Monday, March 12, 2018

Shabbat Parah 2018/5778: Reflecting on AIPAC Policy Conference

It was wonderful to join together with fellow TBEMC members at the AIPAC Policy Conference in Washinton this past weekend.

I find the most inspiring stories about Israel that emerge at the conference are the ones that do not make major news headlines.

One story, amongst many, that stand out has a meaningful connection to the special Maftir reading for today, Shabbat Parah, the Shabbat when we remember the ritual of the red cow – sacrificed to create a mixture that had the ability to turn someone ritually pure from their impurity.

Sivan Borowich-Ya’ari is the founder and director of Innovation:  Africa, a not for profit organization that sets up solar water pumping stations in remote African villages, now working in 8 African countries – their work has impacted the lives of 1 million Africans.

They work together with Africans, creating an energy leadership committee within each village where they work – The engineers work together with the villagers so that they can take ownership of the project.  Israeli solar technology enables villages to enjoy fresh water pumped from the ground – They also provide light and refrigeration to schools and medical clinics enabling students to learn and medical personnel to safely store and provide medications.

The fresh spring water pumped into each village gives the village life, strength, and hope.  They can use the water for irrigating crops and so better feed the people.

Our ancestors used the ashes of the red cow, parah adumah, and mixed them with spring water – mayim hayim, spring water. 

For our ancestors, then, spring water enabled the mixture that could give people renewed purity and re-integration with the community after their period of staying apart.

For Africans who’ve benefited from installation of water pumps, they have a new life, and a new and productive relationship to their land.

It is heartening, and inspiring to hear of the many ways that Israeli innovation and commitment to gemilut hasadim have impacted the lives of so many.  We pray that those who aim their hatred toward Israel will soon see how such a small country reaches far beyond its own borders to help earthquake victims in Nepal and Mexico city, victims of natural diasters in Haiti and the Philippines and more. 

Other Israeli innovations that we witnessed at this year’s conference enable better coordination of first responders to emergency situations, protection of aid workers working in zones where there have been nuclear accidents, monitoring of crops and agricultural water usage remotely from devices installed in the soil, methods to maximize and maintain olive and olive oil production in groves shared by Israelis and Palestinians.

The wise King Solomon could not make sense of the ritual of the red heifer that somehow can purify the impure while at the same time making impure the pure. 

The nations of the world looked on this ritual and derided us about it, challenging our faith in this ritual and in our whole system of beliefs.

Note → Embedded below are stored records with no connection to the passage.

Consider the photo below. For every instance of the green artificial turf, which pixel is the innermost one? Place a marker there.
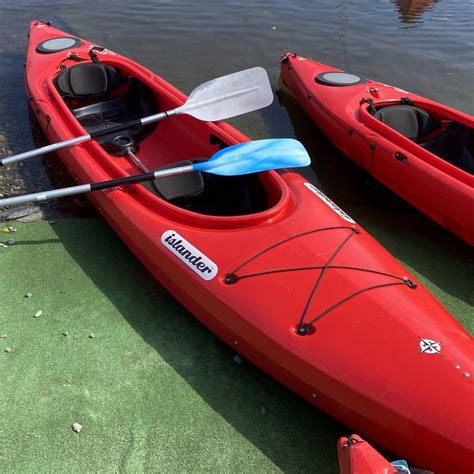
(154, 390)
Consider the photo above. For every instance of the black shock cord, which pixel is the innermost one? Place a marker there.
(303, 328)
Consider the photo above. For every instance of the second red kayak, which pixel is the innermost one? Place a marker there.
(420, 149)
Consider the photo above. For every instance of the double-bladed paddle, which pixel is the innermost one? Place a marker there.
(222, 98)
(243, 158)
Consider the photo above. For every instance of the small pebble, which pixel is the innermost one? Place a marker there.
(77, 427)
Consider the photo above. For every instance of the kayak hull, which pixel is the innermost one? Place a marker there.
(300, 262)
(356, 456)
(437, 188)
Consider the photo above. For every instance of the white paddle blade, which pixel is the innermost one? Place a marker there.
(229, 96)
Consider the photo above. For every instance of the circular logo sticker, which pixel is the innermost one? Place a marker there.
(428, 346)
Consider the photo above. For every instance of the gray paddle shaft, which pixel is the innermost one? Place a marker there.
(44, 149)
(85, 188)
(225, 97)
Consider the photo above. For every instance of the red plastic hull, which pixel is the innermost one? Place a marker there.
(356, 456)
(361, 362)
(440, 190)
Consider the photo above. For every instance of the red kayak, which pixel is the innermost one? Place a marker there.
(420, 149)
(266, 261)
(356, 456)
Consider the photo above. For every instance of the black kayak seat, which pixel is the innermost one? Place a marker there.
(415, 123)
(210, 194)
(88, 80)
(97, 81)
(412, 122)
(451, 146)
(183, 186)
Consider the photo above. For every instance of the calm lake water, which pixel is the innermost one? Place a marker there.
(424, 46)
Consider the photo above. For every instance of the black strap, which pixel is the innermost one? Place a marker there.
(71, 57)
(93, 56)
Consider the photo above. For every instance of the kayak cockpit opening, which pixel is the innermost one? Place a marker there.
(450, 140)
(101, 96)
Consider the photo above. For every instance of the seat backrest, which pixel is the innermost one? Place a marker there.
(451, 146)
(88, 80)
(412, 122)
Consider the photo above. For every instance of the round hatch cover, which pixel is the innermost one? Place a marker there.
(55, 45)
(338, 79)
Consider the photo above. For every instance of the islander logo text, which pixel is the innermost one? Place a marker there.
(190, 255)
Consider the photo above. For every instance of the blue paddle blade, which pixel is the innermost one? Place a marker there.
(253, 157)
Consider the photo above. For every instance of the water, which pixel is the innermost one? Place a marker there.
(424, 46)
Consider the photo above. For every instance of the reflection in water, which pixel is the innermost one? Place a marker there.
(411, 10)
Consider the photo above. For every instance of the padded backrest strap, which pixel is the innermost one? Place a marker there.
(88, 80)
(410, 121)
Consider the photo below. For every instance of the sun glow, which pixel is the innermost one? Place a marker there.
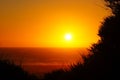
(68, 37)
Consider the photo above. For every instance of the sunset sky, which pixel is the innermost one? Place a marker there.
(45, 23)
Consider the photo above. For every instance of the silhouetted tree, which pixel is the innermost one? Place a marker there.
(104, 62)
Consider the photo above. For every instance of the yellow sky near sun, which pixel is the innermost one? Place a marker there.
(44, 23)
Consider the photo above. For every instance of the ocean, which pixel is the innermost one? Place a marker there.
(43, 60)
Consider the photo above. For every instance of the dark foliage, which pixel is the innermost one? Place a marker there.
(105, 61)
(10, 71)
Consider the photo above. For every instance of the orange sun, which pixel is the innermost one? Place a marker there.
(68, 37)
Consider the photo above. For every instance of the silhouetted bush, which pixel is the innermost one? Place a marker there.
(10, 71)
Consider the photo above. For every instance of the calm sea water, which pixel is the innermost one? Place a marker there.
(42, 60)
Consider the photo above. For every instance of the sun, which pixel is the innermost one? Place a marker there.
(68, 37)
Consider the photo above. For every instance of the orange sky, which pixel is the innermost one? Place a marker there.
(43, 23)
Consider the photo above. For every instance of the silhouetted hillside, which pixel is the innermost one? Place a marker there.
(10, 71)
(104, 62)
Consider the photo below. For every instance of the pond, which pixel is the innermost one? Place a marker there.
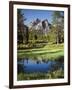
(29, 66)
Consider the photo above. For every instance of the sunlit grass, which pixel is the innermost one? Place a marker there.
(52, 51)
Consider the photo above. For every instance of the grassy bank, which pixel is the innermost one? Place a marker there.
(34, 76)
(49, 51)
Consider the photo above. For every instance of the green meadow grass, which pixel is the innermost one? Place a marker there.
(50, 51)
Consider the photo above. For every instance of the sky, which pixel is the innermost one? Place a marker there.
(31, 15)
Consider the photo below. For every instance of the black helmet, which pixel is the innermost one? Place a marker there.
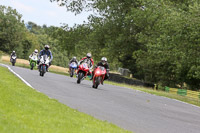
(46, 47)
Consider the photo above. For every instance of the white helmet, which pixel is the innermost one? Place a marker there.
(103, 60)
(36, 51)
(89, 55)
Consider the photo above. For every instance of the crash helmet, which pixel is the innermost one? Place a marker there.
(103, 60)
(46, 47)
(88, 55)
(36, 51)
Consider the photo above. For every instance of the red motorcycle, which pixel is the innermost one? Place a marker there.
(99, 75)
(82, 72)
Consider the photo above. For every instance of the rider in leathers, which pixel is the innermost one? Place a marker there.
(47, 52)
(104, 64)
(89, 61)
(73, 60)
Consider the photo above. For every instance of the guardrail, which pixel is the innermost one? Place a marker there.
(183, 92)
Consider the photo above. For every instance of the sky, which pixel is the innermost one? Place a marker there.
(44, 12)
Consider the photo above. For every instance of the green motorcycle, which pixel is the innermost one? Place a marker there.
(33, 61)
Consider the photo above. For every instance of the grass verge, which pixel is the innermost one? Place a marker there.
(145, 89)
(24, 110)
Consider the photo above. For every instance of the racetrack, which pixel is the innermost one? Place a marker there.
(130, 109)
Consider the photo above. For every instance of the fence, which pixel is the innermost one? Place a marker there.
(183, 92)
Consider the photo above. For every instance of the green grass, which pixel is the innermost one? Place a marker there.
(145, 89)
(24, 110)
(159, 93)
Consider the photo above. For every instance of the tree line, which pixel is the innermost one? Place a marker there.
(157, 40)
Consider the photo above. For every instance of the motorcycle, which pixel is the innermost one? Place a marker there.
(33, 61)
(72, 67)
(44, 64)
(99, 75)
(13, 60)
(82, 72)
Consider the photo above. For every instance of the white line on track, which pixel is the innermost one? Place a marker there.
(20, 77)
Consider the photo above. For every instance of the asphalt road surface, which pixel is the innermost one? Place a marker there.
(130, 109)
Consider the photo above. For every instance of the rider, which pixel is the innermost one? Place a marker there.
(104, 64)
(88, 59)
(35, 53)
(13, 54)
(47, 52)
(73, 60)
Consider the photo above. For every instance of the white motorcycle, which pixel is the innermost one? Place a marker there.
(13, 60)
(44, 64)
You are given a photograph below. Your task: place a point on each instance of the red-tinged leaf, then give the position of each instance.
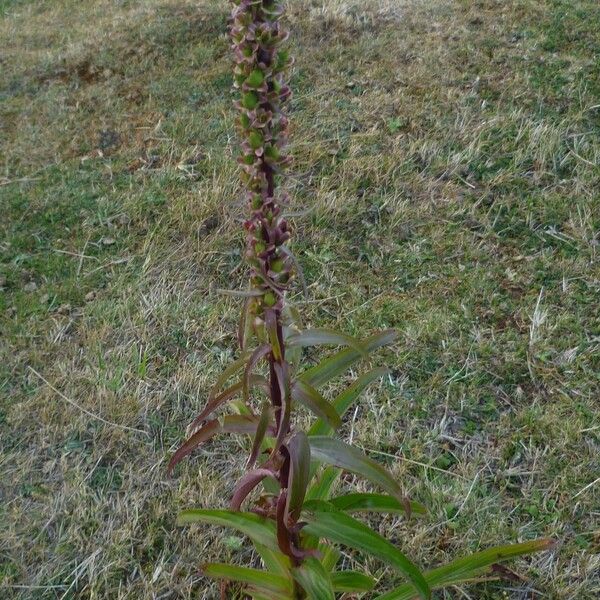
(339, 454)
(379, 503)
(261, 580)
(322, 485)
(226, 396)
(466, 569)
(246, 484)
(343, 529)
(261, 430)
(255, 357)
(318, 337)
(336, 364)
(272, 331)
(314, 579)
(351, 581)
(202, 435)
(299, 452)
(307, 395)
(257, 528)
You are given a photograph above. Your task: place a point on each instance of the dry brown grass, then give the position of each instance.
(448, 151)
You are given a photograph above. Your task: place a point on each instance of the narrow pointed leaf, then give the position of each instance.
(246, 484)
(319, 490)
(314, 579)
(319, 337)
(343, 529)
(342, 402)
(466, 568)
(257, 528)
(226, 396)
(274, 561)
(268, 582)
(202, 435)
(299, 451)
(307, 395)
(362, 502)
(339, 454)
(336, 364)
(352, 581)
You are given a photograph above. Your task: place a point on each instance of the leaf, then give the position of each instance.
(343, 529)
(314, 579)
(352, 581)
(320, 488)
(465, 569)
(274, 561)
(307, 395)
(342, 402)
(339, 454)
(299, 452)
(257, 528)
(268, 582)
(360, 502)
(335, 365)
(226, 395)
(202, 435)
(246, 484)
(318, 337)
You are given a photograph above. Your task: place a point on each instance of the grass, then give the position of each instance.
(448, 151)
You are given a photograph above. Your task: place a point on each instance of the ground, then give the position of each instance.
(446, 182)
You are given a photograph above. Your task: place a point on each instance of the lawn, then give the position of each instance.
(447, 181)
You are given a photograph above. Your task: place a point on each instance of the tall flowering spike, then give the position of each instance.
(260, 76)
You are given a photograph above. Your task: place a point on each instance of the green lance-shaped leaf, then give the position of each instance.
(339, 454)
(227, 395)
(319, 337)
(466, 569)
(308, 396)
(314, 579)
(352, 581)
(343, 402)
(274, 561)
(322, 484)
(336, 364)
(343, 529)
(262, 580)
(299, 452)
(257, 528)
(246, 484)
(379, 503)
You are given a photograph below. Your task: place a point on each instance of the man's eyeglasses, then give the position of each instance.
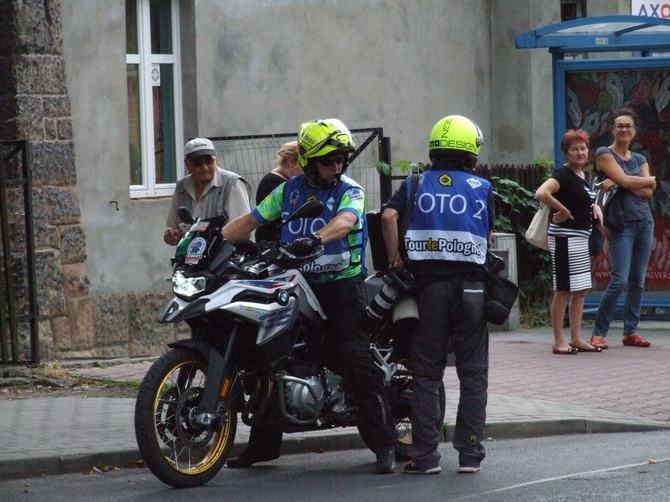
(331, 160)
(202, 160)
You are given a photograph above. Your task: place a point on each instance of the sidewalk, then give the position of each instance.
(531, 393)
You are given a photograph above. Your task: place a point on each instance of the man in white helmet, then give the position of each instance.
(336, 279)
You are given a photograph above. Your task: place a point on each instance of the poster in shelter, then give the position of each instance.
(592, 97)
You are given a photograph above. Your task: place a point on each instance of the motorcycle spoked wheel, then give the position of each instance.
(403, 424)
(178, 451)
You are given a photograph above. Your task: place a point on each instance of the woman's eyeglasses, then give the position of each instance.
(202, 160)
(331, 160)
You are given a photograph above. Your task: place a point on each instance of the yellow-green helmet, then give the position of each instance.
(321, 138)
(456, 136)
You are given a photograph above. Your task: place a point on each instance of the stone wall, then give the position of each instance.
(34, 105)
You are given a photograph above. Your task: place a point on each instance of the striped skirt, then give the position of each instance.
(571, 263)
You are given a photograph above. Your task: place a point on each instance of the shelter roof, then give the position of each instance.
(601, 34)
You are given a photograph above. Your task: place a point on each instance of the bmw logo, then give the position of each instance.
(282, 298)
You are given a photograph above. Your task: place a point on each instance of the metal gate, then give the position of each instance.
(18, 302)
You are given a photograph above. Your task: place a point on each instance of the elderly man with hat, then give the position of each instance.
(207, 191)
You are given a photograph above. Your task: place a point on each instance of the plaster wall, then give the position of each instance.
(125, 250)
(399, 65)
(266, 66)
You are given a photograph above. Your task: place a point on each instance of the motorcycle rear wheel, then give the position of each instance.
(178, 451)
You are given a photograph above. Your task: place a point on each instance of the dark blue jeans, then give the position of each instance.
(630, 249)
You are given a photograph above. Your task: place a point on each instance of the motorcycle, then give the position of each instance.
(256, 328)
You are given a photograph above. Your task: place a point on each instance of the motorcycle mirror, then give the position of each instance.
(185, 215)
(310, 209)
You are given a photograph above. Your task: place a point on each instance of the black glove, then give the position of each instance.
(305, 245)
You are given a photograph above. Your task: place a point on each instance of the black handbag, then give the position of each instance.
(501, 293)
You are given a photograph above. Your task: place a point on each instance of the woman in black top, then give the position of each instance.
(287, 167)
(571, 199)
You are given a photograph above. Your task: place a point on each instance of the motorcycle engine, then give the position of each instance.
(299, 399)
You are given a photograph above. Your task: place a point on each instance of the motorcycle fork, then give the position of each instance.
(219, 379)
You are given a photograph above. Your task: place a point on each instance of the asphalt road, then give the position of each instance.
(629, 467)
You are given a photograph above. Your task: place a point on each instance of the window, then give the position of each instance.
(572, 9)
(154, 96)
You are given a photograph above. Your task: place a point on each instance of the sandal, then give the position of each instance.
(599, 341)
(635, 340)
(593, 348)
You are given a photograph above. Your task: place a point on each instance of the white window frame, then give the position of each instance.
(145, 60)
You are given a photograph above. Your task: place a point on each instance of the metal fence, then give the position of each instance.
(254, 156)
(18, 295)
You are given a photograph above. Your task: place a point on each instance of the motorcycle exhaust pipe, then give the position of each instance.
(318, 401)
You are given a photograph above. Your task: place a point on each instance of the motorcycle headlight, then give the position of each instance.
(188, 287)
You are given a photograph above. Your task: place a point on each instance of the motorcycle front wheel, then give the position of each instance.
(177, 450)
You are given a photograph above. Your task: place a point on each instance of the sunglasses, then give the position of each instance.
(202, 160)
(328, 162)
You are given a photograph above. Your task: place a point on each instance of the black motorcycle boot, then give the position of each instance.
(385, 461)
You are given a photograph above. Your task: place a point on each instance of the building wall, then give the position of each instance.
(265, 67)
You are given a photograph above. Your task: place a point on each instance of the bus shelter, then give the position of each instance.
(600, 65)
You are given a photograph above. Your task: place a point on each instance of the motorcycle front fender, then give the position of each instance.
(211, 354)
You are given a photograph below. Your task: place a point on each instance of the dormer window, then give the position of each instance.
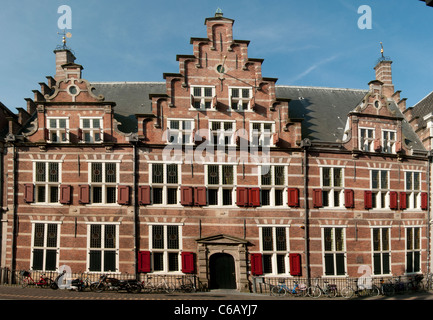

We know all too well the ways the nations of the world single out Israel for condemnation when many of these nations oppress their own people within their borders, when many of these nations, including the bulk of those who surround Israel, are dictatorships while Israel is a democracy.

It is time for us to know and tell the stories of how Israel is serving as an or la’goyim, a light unto the nations of the world, and to share how the people in Africa, amongst so many other places in the world that have benfited from Israel’s gemilut hasadim and tech innovations, how they so appreciate the caring and support even if they might still be a bit puzzled by our ritual of the red heifer.